翌朝、学校は春休み中とはいえ、来年度の生徒の受け入れ準備や会議のため野口は通常の出勤日である。野口も恵理も目覚ましで起きた。やはり、二人の間には何も起きなかった。
「おはよう」
「おはようございます、野口さん」
「あ、君はまだ寝てていいよ。出航時間は13時だろう?」と言いながら机の引き出しを開けた。

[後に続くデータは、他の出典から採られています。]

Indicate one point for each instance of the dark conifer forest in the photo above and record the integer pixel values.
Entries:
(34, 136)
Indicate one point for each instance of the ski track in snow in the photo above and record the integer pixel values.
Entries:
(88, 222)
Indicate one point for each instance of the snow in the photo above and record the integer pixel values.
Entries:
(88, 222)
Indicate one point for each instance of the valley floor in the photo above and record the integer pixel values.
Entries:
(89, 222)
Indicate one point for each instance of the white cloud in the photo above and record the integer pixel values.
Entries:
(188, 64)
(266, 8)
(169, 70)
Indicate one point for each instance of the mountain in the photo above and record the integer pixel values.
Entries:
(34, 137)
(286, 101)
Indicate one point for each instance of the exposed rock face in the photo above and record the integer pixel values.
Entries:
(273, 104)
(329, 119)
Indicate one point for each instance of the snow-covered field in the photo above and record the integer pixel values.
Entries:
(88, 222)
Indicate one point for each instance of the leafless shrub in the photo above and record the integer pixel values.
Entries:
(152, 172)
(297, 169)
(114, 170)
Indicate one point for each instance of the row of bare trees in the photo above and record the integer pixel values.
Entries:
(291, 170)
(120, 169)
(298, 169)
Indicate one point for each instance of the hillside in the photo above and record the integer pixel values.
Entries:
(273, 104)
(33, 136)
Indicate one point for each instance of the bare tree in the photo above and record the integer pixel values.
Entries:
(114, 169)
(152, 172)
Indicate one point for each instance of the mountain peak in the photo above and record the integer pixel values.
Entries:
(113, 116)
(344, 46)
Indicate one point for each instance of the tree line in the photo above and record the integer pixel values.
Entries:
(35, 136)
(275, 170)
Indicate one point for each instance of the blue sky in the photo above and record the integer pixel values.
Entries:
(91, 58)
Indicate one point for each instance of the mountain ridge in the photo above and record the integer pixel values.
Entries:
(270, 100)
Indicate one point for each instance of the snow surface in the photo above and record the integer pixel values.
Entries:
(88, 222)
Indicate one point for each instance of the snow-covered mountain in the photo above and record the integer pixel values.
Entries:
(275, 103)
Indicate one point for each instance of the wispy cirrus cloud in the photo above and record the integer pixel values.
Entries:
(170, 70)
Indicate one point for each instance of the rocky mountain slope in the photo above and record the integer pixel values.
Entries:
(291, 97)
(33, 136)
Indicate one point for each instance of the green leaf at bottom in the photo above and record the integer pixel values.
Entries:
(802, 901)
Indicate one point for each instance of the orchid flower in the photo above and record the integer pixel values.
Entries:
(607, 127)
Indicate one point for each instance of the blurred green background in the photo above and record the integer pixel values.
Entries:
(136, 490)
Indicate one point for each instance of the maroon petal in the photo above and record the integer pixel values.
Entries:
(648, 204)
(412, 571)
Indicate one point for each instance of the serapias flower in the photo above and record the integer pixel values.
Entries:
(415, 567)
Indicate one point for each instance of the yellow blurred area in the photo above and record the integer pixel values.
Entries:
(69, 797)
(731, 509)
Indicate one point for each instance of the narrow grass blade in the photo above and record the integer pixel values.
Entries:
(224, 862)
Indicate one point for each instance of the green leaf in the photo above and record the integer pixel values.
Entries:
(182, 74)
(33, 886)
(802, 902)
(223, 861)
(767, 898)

「この名刺持って行きなよ。俺の親友なんだ。渋谷の広告代理店で営業マンしてる。いい奴だからいろいろ世話をしてくれるだろう。この名刺には携帯の電話番号も書いてあるから東京に着いたらすぐにでも頼ればいいよ。俺からも彼に電話しておくから」
「何から何までありがとうございます。それじゃあ、名刺いただきます」
「いただきますって、その名刺食べちゃあだめだぜ」
「やだあ、先生。食べる訳ないじゃん」
「そうか、それなら良かった。じゃあ、俺は仕事行くから。君は適当な時間までこの部屋でゆっくりしていればいいよ。出る時は、この鍵をかけてね。鍵は郵便受けに入れといてね」
「はい、そうします」
「それじゃあ、東京で頑張ってな。それが元担任から贈る言葉だ」
最後まで野口は恵理に対して誠実だった。